Kelsey Jones
- Born: 4 September 1997 (age 28) Neath Port Talbot, South Wales
- Height: 1.65 m (5 ft 5 in)
- Weight: 81 kg (179 lb)
- School: Llangatwg Comprehensive School
- Occupation(s): Participation officer, rugby player

Rugby union career
- Position: Hooker
- Current team: Gloucester-Hartpury

Senior career
- Years: Team / Apps / (Points)
- 2019-present: Gloucester-Hartpury /  / (0)
- –: Ospreys
- –: Seven Sisters

International career
- Years: Team / Apps / (Points)
- 2017–present: Wales / 52 / (20)
- Correct as of 24 September 2025

= Kelsey Jones (rugby union) =

Wales international rugby union footballer

Kelsey Jade Jones (born 4 September 1997) is a Welsh Rugby Union professional player who plays hooker for the Wales women's national rugby union team and Gloucester-Hartpury in the Premier 15s.

== Rugby career ==

=== Club career ===
Jones began rugby training in 2014, at the age of 16, with Seven Sisters in the Neath Valleys. With no official youth set-up at the club she wasn't able to play her first match until she turned 17. She then helped to create an official youth side, and became the club's first ever girls' youth team captain.
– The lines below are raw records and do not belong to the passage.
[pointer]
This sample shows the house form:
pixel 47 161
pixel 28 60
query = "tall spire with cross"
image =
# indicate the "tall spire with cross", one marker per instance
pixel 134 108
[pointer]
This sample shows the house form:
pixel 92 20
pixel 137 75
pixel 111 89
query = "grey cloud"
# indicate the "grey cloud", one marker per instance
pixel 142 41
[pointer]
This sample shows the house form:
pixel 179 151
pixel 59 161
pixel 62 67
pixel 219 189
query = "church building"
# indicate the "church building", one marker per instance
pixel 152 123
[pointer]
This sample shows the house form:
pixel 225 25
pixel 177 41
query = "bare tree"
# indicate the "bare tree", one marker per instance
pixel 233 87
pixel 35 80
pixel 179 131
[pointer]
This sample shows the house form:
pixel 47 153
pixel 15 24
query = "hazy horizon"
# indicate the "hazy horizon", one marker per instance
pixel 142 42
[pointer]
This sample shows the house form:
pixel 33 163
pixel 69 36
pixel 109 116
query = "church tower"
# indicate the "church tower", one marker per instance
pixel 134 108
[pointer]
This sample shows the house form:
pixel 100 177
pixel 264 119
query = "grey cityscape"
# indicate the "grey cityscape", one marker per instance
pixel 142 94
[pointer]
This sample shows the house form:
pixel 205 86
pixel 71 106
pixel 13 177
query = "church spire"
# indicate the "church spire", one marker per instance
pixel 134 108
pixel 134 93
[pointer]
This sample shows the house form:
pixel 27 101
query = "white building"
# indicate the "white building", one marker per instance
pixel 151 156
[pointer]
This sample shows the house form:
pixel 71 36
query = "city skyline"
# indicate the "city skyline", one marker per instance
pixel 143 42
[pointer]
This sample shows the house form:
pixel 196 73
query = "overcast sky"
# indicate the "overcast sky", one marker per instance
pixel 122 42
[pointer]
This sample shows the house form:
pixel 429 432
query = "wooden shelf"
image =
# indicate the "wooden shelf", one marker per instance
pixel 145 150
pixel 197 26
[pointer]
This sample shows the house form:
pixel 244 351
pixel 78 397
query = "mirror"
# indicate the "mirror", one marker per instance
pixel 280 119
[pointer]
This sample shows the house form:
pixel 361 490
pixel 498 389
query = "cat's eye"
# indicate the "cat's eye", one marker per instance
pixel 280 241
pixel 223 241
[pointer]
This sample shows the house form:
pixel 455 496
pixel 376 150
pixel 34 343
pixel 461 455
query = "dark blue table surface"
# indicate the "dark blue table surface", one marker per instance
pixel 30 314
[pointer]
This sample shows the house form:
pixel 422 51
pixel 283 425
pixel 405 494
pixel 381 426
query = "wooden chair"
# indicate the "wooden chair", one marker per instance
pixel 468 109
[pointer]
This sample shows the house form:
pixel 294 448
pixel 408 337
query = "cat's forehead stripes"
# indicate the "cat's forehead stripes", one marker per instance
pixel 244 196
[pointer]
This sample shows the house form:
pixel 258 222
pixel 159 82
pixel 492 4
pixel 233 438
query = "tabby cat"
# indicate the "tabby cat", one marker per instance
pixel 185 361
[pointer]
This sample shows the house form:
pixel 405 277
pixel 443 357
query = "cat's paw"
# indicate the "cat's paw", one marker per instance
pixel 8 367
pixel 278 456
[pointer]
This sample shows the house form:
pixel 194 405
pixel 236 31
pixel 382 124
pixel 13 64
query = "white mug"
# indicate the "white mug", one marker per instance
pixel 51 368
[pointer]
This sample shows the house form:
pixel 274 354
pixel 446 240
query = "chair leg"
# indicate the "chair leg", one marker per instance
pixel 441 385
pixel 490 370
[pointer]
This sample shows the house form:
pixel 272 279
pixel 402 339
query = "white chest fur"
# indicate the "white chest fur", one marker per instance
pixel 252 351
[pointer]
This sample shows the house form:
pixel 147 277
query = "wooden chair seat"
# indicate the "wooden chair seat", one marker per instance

Jones then played for Ospreys U18s and then Ospreys Seniors, before joining Gloucester-Hartpury at the Premier 15s League in 2019.

=== International career ===
Jones made her international debut as a substitute against New Zealand in the 2017 Women's Rugby World Cup in Ireland.

In January 2019, she was named in the Wales squad for the 2019 Six Nations Championship, before being called up for the 2020 tournament, and later the 2021 Championship.

She was selected in Wales squad for the 2021 Rugby World Cup in New Zealand.

Jones was named in the Welsh side for the 2025 Six Nations in March. She was later named in the squad to the Women's Rugby World Cup that will be held in England.

== Personal life ==
Jones was born in Neath Port Talbot to parents Jason and Becky Jones. She is the youngest of three daughters.

As a child, Jones attended Llangatwg Comprehensive School, followed by the Llandarcy Academy of Sport.

Jones is passionate about diversity and inclusion in women's rugby. Following a year-long development apprenticeship with WRU, she moved into a hands-on role that saw her coaching women's, girl's, disability and wheelchair games. She then took the role of disability and inclusion officer at the Cardiff Blues Community Foundation, which covers 76 community clubs, 61 secondary schools and 320 primary schools in South Wales.

Jones now works for Gloucester Rugby as lead participation officer, working with secondary schools to encourage wider participation in rugby among minority and disadvantaged communities. Alongside this role, she also spends time in schools and colleges promoting wheelchair rugby.